In my experience, the real-world benefits of upstream terminators are very slim, which is why they're hidden from the public API at this point. I think I only used them in one piece of code ever (wai-extra's multipart parsing).
In its most general form, a Pipe allows you to produce both a stream of output values and a final result. When you fuse that Pipe with another downstream Pipe, then that stream of output values becomes downstream's input stream, and upstream's final result becomes downstream's "upstream terminator." So from that perspective, having arbitrary upstream terminators allows for a symmetric API.

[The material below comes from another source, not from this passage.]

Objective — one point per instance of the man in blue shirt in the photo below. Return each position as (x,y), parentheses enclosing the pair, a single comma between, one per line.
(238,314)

However, in practice, it's very rare that such functionality is actually used, and since it just confuses the API, it was hidden in the .Internal module with the 1.0 release. One theoretical use case could be the following:
- You have a Source which produces a stream of bytes.
- A Conduit which consumes a stream of bytes, calculates a hash as a final result, and passes on all of the bytes downstream.
- A Sink which consumes the stream of bytes, e.g., to store them in a file.
With upstream terminators, you could connect these three up and have the result from the Conduit returned as the final result of the pipeline. However, in most cases there's an alternate, simpler means to achieve the same goals. In this case, you could:
- Use
conduitFile
to store the bytes in a file and turn the hash Conduit into a hash Sink and place it downstream - Use zipSinks to merge both a hash sink and a file writing sink into a single sink.